Глава 4


Так вот оно что, это у нас походу ревность взыграла. А я то думал? Подумаешь, пообщался с местным населением на пляже. Да и не об чём таком-эдаком мы с ней не договаривались. Чисто коммерческий интерес, ты мне, я тебе, на взаимовыгодной основе. Ну и что, что шутили на разные темы, в том числе и про секас, Манька она девка простая, деревенская, лёгкая на подъём, хоть и слаба на передок, да и разговаривать с ней не натужно, не нужно выбирать выражения. Да она и сама не выбирает и базар не фильтрует, что думает, то и говорит. А дружеский шлепок по пышной заднице, так это вообще для закрепления договора по моей многоходовке. Манька же она не только честная давалка, но ещё и передовик производства в местном колхозе. А там молоко, сметана, масло, творог, ну и влияние на председателя, чтобы он договор с госпиталем заключил, на взаимовыгодной основе. Какая разница, куда они будут продукцию поставлять?
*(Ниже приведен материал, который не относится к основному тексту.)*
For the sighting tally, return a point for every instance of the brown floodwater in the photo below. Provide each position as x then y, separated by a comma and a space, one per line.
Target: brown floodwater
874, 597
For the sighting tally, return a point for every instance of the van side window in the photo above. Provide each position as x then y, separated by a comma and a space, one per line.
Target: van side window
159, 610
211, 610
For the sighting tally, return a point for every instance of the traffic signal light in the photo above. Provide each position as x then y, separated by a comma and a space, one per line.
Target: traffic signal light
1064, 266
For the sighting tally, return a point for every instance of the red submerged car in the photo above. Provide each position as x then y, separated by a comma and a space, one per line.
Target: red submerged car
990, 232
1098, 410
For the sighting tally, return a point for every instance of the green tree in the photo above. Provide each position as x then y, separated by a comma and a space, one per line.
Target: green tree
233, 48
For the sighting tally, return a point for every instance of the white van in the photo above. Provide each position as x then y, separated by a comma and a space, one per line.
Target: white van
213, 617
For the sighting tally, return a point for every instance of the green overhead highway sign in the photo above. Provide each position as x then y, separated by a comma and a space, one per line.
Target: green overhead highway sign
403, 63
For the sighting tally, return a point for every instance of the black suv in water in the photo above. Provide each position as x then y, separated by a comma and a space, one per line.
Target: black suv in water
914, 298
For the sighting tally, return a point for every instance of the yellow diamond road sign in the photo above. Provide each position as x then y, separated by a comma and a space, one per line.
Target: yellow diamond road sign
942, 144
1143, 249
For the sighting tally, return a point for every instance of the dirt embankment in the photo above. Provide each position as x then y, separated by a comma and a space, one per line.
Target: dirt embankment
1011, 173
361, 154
Был у меня приватный разговор с начальником АХЧ, вот он и посетовал на плохое снабжение одной дроблёнкой, ну я и решил посодействовать его горю, а заодно и свои хотелки удовлетворить.

Сразу как-то на душе полегчало. Но кто сцука сдал? Вроде никто и не видел, как мы общались в кустах. Да и на пляже все свои были. В основном мужики, за исключением санитарки — Тамарки, местное население не в счёт. Вот она и сдала, да ещё и прибавила небось от себя кое-что. Поймаю, вы… и высушу, но сперва распрошу, зачем такое непотребство учудила. Все эти мысли пролетели в моей голове за пару секунд, но дутика нужно было как-то успокоить, чтобы не держала камня за пазухой. Поэтому встаю, накидываю больничный халат, присаживаюсь к небольшому столику с чернильницей, пером и каким-то гроссбухом. После чего начинаю выводить каракули на клочке бумажки.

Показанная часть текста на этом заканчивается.